Conversation history testing¶
In these kinds of conversations, it’s important to test the bot’s ability to handle conversation history. Concatenating multiple messages can be useful for this purpose.
Example testing conversation history
User: “Do you have any discounts on kitchen appliances?”
Bot: “Yes, we currently have a 10% discount on all kitchen appliances.”
User: “Great! Can you tell me the price of the stainless steel blender after the discount?”
Bot: “The stainless steel blender is originally priced at $79.99. With the 10% discount, the final price is $71.99.”
This example demonstrates effective conversation history handling for several reasons:
Context Retention: The bot retains the context of the initial discount discussion when answering the follow-up question.
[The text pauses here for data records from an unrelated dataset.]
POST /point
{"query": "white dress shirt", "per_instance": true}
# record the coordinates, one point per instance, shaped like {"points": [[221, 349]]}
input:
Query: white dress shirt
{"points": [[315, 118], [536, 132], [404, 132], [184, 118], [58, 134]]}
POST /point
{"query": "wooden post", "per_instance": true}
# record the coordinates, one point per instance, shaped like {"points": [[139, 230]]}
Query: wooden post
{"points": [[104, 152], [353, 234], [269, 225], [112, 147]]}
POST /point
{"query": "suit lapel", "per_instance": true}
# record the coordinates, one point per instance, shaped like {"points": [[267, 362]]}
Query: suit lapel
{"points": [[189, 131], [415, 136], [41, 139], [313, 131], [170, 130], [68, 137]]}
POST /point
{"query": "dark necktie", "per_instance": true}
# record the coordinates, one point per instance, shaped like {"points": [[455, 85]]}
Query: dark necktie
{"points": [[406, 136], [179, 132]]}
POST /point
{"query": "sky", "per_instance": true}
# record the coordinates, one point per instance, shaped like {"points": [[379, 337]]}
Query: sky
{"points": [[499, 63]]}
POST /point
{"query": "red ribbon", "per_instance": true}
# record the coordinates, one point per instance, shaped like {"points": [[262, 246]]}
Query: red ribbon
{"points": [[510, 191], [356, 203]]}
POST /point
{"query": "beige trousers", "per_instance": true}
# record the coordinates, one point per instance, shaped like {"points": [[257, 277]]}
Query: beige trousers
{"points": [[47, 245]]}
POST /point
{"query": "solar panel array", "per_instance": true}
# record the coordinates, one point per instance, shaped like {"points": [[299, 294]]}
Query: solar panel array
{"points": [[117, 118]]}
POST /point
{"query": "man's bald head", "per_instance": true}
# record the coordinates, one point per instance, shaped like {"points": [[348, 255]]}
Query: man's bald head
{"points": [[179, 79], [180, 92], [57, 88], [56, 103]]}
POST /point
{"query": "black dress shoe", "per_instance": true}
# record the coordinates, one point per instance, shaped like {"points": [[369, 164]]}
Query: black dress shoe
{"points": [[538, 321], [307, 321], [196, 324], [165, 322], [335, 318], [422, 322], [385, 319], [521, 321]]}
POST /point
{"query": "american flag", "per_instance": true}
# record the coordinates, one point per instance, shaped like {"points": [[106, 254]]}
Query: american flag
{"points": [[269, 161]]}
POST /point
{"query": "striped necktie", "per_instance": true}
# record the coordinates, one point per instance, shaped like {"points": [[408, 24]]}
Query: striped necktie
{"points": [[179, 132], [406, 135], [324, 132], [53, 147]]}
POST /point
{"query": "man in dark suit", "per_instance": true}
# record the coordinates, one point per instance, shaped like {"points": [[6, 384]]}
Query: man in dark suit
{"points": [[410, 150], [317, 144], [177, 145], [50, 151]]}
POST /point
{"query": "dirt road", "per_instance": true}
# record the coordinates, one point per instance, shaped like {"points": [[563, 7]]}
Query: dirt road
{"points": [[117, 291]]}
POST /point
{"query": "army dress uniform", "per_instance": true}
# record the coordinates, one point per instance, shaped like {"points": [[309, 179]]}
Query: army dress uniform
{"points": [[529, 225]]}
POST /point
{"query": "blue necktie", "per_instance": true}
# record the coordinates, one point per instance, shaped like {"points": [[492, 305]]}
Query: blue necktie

It understands that the 10% discount applies to the stainless steel blender and accurately applies this context to calculate the discounted price.
Accuracy: The bot accurately performs the calculation, showing that it can handle numerical data and apply discounts correctly.
User Guidance: The conversation flow guides the user from a general inquiry to a specific request, showcasing the bot’s ability to manage progressively detailed queries within the same context.
Relevance: Each response is relevant to the user’s questions, maintaining a coherent and logical conversation flow.
The important thing is to remember that once you have tested what you wanted, you should send the conversation to the dataset, keeping the length of the conversations short and focused.
Tip
Test out-of-scope questions to ensure the bot appropriately handles unknown queries.
Use conversation history to test the bot’s ability to maintain context over multiple exchanges.
Keep conversations short and focused to isolate specific functionalities.
Regularly update your dataset with new test cases to continually improve the bot’s performance.
Send to dataset¶
When the conversation is sufficient enough for what it needs to contain, you can send it to the dataset which you then use to evaluate your model.

The screen above shows three sections:
Messages
: the conversation you want to save to the dataset. Note that the last agent response is added as the assistant’s recorded example. Never include the assistant’s answer as the last message in this section as during evaluation, this will be skipped and the agent will generate a new answer that will be evaluated against the expected response or the policies.Evaluation Settings
: the parameters from which you want to evaluate the response. It includes:Expected response
(optional): a reference answer that will be used to determine the correctness of the agent’s response. There can only be one expected response. If it is not provided, we do not check for the Correctness metric.Policies
(optional): a list of requirements that the agent must meet when generating the answer. There can be one or more policies. If it is not provided, we do not check for the Compliance metric.
Dataset
: where the conversations are savedTags
(optional): allows for better organization and filtering conversations
How to choose the dataset?¶
The dataset is where the conversations are saved. You can save all your conversations in one dataset. This dataset is what the product manager/developer will use when they evaluate your model.
How to choose the right tag?¶
Tags are optional but highly recommended for better organization. They allow you to filter the conversations later on and manage your chatbot’s performance more effectively.
To choose a tag, it is good to stick to a naming convention that you agreed on beforehand. Ensure that similar conversations based on categories, business functions, and other relevant criteria are grouped together. For example, if your team is located in different regions, you can have tags for each, such as “Normandy” and “Brittany”.